Dalam pernyataannya kepada media, Fajrin menegaskan bahwa tindakan tersebut mencederai semangat pemberantasan korupsi di Indonesia, terlebih keputusan itu diambil di tengah kondisi lembaga-lembaga penegak hukum seperti Komisi Pemberantasan Korupsi (KPK), Kejaksaan, dan Kepolisian yang dinilai semakin dilemahkan.
“Saya prihatin dan kecewa ketika mendengar amnesti dan abolisi digunakan pada perkara tindak pidana korupsi yang telah sangat merugikan negara,” ujar Fajrin, Jumat (1/8/2025).
Menurutnya, korupsi merupakan bentuk kejahatan luar biasa (extraordinary crime) dan bentuk pengkhianatan terhadap kepentingan bangsa dan negara. Oleh karena itu, penyelesaiannya tidak boleh dilakukan secara politis karena akan menimbulkan preseden buruk dalam penegakan hukum di masa depan.
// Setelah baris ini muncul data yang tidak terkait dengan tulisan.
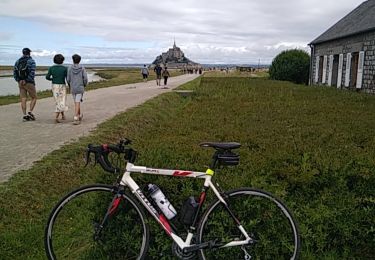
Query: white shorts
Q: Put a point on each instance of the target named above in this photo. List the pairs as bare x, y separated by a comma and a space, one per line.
77, 98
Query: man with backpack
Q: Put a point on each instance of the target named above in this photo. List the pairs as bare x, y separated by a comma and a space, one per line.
144, 72
24, 74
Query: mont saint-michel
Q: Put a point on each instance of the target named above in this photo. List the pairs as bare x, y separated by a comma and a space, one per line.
174, 58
“Seharusnya pemerintah dan DPR memikirkan cara pemberantasan korupsi yang efektif dan tegas. Yang sepatutnya dilakukan adalah memperkuat institusi seperti KPK, Kejaksaan, dan Polri, bukan malah menyelesaikan perkara korupsi secara politis. Ini justru membiarkan lembaga-lembaga tersebut semakin lemah,” lanjutnya.
Fajrin juga mengkritik keputusan Presiden yang memberikan amnesti kepada Hasto Kristiyanto. Ia menilai, kasus dugaan suap yang melibatkan Hasto merupakan rangkaian dari berbagai kejahatan yang melibatkan beberapa pihak, termasuk di antaranya yang telah divonis maupun yang saat ini masih dalam pelarian.
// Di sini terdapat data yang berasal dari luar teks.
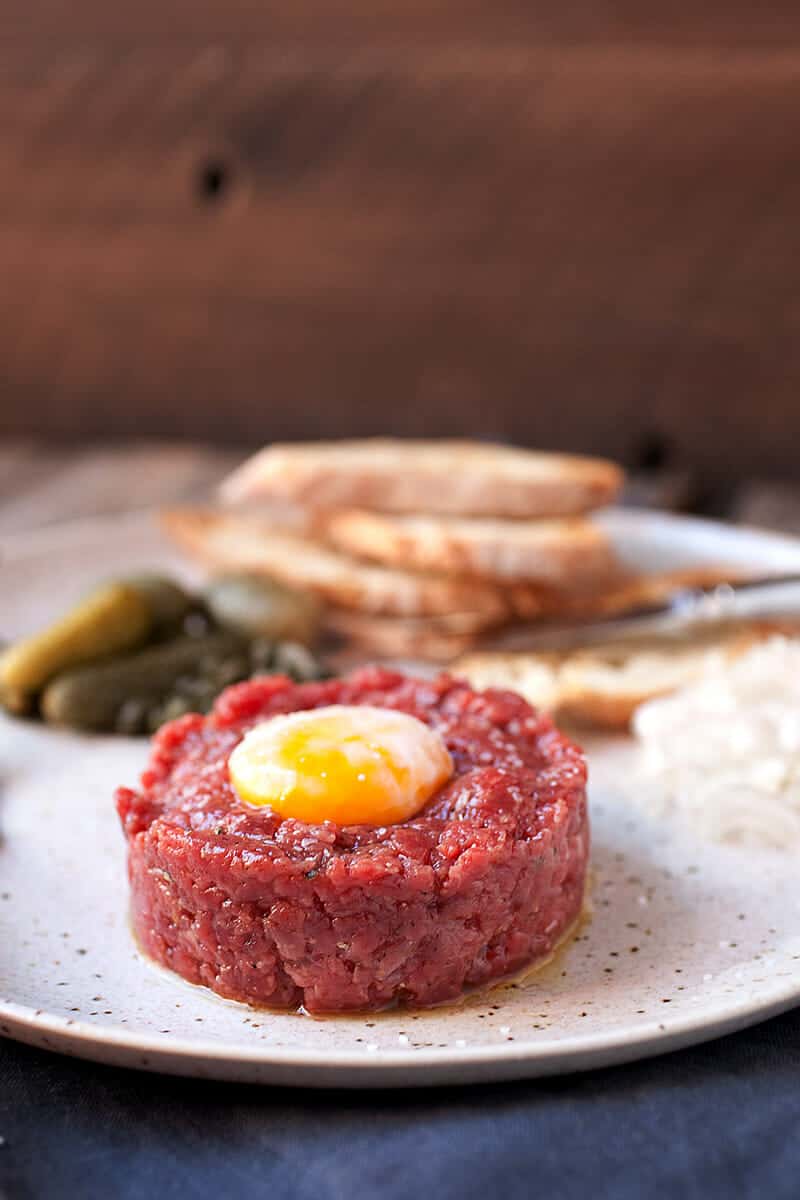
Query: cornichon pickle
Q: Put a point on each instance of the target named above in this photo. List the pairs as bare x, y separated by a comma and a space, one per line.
257, 606
91, 697
167, 600
112, 619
“Jika kita menilik ke belakang, perkara Hasto ini terhambat akibat peran Ketua KPK saat itu, Firli Bahuri, yang kini menjadi tersangka. Firli bahkan sempat melakukan penyingkiran terhadap 57 pegawai KPK melalui mekanisme Tes Wawasan Kebangsaan (TWK), yang dinyatakan bermasalah oleh Komnas HAM dan Ombudsman RI,” paparnya.
Sementara untuk Thomas Lembong, Fajrin menilai bahwa semestinya pengadilan menjatuhkan putusan bebas jika memang tidak ditemukan bukti yang kuat atau tidak ada perbuatan melawan hukum. Hal ini penting agar masyarakat memahami jalannya proses hukum secara utuh.
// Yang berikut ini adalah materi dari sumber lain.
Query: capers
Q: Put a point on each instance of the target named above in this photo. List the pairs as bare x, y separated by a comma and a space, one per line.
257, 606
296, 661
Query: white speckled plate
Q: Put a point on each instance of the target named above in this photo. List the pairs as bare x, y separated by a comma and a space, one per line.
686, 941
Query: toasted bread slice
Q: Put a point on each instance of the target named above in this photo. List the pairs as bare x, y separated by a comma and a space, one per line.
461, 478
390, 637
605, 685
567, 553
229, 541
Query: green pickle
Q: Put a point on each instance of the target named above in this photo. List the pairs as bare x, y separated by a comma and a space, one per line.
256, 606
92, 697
“Apalagi tuduhan terhadap Tom Lembong terkait impor gula, tidak memiliki kausalitas langsung dengan kerugian negara. Penegakan hukum yang tidak akurat justru bisa menjadi ancaman bagi pejabat dan pengambil kebijakan yang bertindak berdasarkan iktikad baik dan prinsip tata kelola yang benar,” kata Fajrin.
Ia menegaskan bahwa langkah memberikan amnesti dan abolisi ini bertentangan dengan semangat Presiden yang sebelumnya menyatakan akan menyikat habis praktik korupsi.
“Keputusan ini justru memperlihatkan bahwa pemberantasan korupsi belum mendapatkan tempat yang serius dari pemerintah dan DPR. Hal ini sangat disayangkan dan menurunkan kepercayaan publik terhadap komitmen negara dalam melawan korupsi,” pungkas Fajrin. ( Janu )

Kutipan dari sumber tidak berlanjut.